July 12, 2013

A firm team recently filed an amicus brief in the U.S. Supreme Court, on behalf of a group of habeas scholars, in a death penalty case involving a mentally retarded man in Georgia whose execution is scheduled for July 15, 2013.  Although all the medical experts who have evaluated Warren Lee Hill, Jr. agree that he is mentally retarded, and therefore ineligible for the death penalty under Atkins v. Virginia, the U.S Court of Appeals for the Eleventh Circuit denied review of his claim, holding that it was procedurally barred as a second-or-successive petition under the Antiterrorism and Effective Death Penalty Act of 1996 (AEDPA).  Mr. Hill subsequently filed a petition for an original writ of habeas corpus in the Supreme Court.  

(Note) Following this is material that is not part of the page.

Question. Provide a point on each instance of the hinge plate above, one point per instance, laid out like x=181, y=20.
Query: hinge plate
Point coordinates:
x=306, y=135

The amicus brief written by Partner Lindsay C. Harrison and Associate Rukku Singla, with assistance from Senior Paralegal Cheryl L. Olson, argues that the Court must occasionally grant original habeas relief when confronted with an extraordinary successive-petition case, where relief is both appropriate and necessary to avoid a manifest injustice.  Because the execution of a mentally retarded individual is undeniably unconstitutional, the brief contends that to deny Mr. Hill’s claim would raise serious constitutional questions, allowing the AEDPA to effectively eliminate the power of the federal courts to provide relief in rare and extraordinary cases. 

Professor Stephen Vladeck of American University's Washington College of Law also worked with the firm’s team, as a co-author of the brief.